An Open Letter to Nasir Ahmad El-Rufai, By Nasiru Jagaba

The Observer
4 Min Read

An Open Letter to Nasir Ahmad El-Rufai
By Nasiru Jagaba
24/01/2026

Power Without Conscience, Silence Without Shame, Blood Without Justice

Mallam Nasir Ahmad El-Rufai,

Your recent comments about an alleged “silent war against the Muslim North” would merit careful engagement if they were not framed by selective outrage, troubling amnesia, and a record in office marked by exclusion, repression, and unresolved violence.

You did not suddenly discover injustice. You have simply lost proximity to power.

Where was this alarm when Northern Muslim dominance of Nigeria’s security, judicial, and economic architecture was widely acknowledged? There were no essays, no warnings about patterns, no concerns about imbalance when key national institutions were led by individuals from the same regional and religious bloc.

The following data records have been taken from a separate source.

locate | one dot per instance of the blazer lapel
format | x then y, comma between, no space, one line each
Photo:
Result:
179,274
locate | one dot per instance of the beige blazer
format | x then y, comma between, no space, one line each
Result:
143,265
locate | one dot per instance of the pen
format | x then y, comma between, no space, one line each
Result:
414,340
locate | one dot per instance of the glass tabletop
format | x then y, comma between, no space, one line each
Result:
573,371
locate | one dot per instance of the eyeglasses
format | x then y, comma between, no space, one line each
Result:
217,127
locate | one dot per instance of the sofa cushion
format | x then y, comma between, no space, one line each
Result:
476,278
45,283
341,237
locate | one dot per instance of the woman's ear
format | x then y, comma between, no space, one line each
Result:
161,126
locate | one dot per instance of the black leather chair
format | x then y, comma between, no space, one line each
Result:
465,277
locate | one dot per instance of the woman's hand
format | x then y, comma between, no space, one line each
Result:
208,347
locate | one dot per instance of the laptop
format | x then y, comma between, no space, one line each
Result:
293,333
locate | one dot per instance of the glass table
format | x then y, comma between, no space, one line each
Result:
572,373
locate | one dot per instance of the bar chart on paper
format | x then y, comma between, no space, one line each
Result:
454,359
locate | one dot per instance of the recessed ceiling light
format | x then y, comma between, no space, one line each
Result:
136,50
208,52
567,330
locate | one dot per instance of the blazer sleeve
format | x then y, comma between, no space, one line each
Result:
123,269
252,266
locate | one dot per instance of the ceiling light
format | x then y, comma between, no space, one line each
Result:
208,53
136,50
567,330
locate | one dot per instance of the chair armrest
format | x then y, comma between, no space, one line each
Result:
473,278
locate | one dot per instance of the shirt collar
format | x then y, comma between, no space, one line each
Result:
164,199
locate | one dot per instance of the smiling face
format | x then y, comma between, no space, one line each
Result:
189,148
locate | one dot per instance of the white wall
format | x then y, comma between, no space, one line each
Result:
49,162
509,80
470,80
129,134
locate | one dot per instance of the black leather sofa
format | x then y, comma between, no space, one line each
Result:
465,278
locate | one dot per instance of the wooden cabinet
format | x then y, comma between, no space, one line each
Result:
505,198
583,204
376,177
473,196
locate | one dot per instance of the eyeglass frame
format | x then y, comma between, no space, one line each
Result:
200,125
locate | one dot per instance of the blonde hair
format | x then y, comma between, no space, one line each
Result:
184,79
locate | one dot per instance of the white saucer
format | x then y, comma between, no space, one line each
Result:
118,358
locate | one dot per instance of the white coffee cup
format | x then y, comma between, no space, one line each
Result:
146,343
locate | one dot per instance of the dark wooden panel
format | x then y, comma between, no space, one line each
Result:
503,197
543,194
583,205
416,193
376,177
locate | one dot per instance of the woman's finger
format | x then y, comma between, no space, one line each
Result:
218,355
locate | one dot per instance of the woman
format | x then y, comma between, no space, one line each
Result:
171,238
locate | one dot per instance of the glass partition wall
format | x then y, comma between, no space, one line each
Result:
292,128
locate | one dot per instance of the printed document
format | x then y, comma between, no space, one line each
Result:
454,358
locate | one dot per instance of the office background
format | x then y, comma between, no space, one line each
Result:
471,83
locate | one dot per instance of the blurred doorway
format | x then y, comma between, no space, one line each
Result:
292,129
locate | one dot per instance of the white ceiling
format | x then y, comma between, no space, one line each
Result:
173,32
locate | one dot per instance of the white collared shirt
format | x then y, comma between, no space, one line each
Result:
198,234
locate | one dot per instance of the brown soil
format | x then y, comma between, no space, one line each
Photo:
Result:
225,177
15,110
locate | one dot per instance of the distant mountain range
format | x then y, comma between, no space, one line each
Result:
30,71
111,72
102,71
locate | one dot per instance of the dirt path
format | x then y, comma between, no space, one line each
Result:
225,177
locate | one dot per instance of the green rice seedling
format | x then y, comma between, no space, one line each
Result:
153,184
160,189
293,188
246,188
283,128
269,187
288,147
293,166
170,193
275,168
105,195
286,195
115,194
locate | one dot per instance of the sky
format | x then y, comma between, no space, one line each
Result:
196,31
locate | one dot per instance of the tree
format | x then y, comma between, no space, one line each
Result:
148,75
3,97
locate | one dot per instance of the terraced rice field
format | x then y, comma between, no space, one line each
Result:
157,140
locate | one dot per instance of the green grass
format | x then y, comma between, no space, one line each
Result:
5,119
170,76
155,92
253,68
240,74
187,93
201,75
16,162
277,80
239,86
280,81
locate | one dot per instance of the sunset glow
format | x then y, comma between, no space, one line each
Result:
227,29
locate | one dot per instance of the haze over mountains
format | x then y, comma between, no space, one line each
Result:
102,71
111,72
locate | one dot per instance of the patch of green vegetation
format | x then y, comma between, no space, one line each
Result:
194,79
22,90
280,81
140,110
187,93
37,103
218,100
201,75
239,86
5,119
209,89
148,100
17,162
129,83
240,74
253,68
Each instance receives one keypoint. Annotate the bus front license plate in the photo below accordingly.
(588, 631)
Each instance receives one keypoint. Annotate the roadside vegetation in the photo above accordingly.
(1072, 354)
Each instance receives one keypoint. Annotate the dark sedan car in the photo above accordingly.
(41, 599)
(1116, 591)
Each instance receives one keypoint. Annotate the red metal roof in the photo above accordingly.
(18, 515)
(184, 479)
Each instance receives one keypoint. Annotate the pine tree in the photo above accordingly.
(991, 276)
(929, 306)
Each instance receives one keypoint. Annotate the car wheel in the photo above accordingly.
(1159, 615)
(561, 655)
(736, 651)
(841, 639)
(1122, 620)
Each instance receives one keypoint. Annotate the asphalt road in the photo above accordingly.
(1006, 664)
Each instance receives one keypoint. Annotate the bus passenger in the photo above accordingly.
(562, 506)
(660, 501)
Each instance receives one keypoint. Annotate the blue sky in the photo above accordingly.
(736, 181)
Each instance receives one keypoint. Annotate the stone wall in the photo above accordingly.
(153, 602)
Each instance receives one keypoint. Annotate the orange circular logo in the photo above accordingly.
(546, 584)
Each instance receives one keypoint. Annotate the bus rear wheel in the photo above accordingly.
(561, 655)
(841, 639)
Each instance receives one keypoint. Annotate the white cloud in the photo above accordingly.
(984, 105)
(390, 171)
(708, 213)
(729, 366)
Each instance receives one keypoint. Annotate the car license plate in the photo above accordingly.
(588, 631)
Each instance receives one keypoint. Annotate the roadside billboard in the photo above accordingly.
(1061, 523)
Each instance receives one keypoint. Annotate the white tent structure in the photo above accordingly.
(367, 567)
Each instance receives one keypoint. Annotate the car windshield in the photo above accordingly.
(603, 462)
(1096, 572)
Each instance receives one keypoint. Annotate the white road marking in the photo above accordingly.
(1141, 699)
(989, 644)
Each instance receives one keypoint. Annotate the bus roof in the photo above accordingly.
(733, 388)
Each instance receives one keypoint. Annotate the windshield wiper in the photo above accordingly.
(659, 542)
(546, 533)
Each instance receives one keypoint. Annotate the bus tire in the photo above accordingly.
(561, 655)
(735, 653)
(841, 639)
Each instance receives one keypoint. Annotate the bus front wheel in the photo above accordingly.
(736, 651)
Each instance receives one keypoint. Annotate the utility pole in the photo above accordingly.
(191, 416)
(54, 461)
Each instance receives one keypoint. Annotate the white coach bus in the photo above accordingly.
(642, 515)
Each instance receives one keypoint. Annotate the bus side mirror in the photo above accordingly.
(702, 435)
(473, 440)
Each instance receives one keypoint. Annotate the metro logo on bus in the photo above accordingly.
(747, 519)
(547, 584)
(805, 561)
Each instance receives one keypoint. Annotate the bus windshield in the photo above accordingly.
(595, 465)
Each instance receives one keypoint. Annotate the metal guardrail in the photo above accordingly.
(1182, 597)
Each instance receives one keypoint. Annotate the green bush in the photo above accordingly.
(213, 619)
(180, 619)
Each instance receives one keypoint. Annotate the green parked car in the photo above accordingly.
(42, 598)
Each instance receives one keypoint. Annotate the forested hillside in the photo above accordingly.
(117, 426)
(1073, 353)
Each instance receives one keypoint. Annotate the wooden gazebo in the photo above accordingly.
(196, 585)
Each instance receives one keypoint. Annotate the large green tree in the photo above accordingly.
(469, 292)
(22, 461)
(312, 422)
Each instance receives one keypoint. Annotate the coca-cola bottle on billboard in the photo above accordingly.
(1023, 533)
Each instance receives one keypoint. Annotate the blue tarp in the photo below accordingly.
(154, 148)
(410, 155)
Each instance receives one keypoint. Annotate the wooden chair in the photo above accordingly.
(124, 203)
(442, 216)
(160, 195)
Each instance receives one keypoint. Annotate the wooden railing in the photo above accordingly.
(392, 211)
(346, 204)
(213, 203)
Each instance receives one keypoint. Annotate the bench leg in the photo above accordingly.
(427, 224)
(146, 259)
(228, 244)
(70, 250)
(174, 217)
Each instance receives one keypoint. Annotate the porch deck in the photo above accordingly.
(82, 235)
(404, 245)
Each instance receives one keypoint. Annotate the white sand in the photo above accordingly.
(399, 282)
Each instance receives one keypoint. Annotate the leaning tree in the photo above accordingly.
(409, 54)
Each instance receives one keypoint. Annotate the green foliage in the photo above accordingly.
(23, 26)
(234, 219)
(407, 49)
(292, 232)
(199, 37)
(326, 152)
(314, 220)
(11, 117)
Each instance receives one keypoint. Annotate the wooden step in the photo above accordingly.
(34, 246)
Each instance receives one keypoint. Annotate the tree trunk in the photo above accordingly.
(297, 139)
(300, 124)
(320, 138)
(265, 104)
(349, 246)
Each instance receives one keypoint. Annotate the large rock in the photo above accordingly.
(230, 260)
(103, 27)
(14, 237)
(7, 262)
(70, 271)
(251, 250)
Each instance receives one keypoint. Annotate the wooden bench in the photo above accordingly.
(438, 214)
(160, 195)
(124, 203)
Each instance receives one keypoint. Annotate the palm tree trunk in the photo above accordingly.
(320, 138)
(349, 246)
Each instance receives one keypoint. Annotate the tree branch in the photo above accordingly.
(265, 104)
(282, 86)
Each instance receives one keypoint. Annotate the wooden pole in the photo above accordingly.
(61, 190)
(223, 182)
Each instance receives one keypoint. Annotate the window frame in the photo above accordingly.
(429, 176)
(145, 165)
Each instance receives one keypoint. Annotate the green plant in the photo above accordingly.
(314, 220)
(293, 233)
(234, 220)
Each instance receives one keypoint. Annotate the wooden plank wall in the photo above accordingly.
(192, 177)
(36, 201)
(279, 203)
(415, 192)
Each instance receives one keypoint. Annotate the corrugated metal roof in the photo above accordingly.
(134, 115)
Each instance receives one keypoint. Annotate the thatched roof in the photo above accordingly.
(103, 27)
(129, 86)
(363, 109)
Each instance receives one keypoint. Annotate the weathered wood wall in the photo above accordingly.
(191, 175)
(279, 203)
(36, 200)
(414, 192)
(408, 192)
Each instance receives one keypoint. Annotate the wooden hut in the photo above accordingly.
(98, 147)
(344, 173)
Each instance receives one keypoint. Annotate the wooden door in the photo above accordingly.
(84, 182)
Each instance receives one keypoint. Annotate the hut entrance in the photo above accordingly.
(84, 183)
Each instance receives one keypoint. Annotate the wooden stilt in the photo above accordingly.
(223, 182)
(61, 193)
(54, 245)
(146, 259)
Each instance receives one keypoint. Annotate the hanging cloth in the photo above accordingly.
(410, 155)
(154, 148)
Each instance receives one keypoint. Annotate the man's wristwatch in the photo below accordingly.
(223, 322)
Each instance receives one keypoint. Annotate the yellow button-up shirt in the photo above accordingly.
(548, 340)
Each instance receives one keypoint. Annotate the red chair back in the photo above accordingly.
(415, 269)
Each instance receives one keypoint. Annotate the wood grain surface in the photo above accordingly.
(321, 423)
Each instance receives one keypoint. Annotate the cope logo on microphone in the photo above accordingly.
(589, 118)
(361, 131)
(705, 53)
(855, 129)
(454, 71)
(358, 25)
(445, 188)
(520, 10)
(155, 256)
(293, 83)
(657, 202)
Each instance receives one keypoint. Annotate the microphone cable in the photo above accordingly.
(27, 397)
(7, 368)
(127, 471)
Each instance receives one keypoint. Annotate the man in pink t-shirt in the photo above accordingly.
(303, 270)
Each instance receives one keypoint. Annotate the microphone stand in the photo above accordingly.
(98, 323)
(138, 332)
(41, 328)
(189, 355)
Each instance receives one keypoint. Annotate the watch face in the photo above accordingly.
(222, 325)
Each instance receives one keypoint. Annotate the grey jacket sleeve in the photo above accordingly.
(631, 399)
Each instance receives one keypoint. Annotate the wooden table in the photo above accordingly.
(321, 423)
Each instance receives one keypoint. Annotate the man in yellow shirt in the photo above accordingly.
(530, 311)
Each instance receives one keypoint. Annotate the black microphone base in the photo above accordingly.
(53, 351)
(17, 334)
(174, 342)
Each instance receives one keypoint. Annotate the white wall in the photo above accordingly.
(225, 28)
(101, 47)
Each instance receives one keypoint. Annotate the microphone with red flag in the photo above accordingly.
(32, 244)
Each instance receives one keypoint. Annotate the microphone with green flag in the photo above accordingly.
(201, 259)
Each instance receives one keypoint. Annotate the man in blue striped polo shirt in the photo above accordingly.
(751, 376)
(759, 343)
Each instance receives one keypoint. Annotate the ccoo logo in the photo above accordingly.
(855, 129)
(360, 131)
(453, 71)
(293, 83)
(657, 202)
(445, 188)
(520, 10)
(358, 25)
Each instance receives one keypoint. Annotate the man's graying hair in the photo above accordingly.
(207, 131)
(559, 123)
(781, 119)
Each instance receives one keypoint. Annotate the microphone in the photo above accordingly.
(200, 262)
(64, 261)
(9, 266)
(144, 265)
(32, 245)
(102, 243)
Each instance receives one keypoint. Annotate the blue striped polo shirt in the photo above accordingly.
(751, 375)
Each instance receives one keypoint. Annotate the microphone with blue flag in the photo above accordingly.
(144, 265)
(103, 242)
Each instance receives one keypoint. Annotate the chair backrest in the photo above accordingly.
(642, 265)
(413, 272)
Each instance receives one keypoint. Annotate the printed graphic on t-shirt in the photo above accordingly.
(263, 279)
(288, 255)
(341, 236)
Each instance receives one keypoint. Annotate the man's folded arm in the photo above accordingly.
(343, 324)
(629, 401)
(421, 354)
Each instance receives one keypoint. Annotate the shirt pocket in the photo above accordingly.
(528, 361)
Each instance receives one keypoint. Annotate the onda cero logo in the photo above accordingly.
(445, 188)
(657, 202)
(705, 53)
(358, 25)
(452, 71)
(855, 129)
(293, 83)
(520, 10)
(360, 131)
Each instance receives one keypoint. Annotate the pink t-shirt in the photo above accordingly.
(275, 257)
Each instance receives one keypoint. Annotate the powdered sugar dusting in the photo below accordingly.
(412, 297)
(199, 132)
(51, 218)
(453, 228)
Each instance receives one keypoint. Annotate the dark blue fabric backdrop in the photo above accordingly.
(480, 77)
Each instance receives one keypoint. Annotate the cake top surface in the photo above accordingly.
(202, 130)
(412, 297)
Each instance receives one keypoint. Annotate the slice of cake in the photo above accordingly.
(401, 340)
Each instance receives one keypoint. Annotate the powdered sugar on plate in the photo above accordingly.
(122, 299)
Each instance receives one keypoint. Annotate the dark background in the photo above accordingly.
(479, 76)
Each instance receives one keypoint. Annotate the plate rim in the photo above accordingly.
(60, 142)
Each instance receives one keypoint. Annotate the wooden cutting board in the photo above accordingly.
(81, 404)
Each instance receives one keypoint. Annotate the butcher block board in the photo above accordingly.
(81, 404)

During the Buhari administration, which you defended with visible loyalty, no Northern Muslim governor was imprisoned for corruption. Yet Jolly Nyame of Taraba State and Joshua Dariye of Plateau State, both Northern Christians, were jailed. There was no public protest from you about selective justice or religious profiling.

Your record in Kaduna State also drew sustained criticism from Christian communities and civil society groups who argued that governance under your watch deepened religious mistrust. The Muslim–Muslim ticket you promoted, and the pattern of appointments during your tenure, were viewed by many as dismissive of Kaduna’s fragile pluralism and history of sectarian conflict.

But the more serious questions relate to security and accountability.

During your tenure, several communities in Southern Kaduna experienced repeated attacks that left many dead and displaced. Among the unresolved issues frequently cited by critics are:

The killing of the Adara paramount ruler after returning from a meeting with you, with no widely reported prosecutions.

The kidnapping of students from Baptist High School and the limited public accountability that followed.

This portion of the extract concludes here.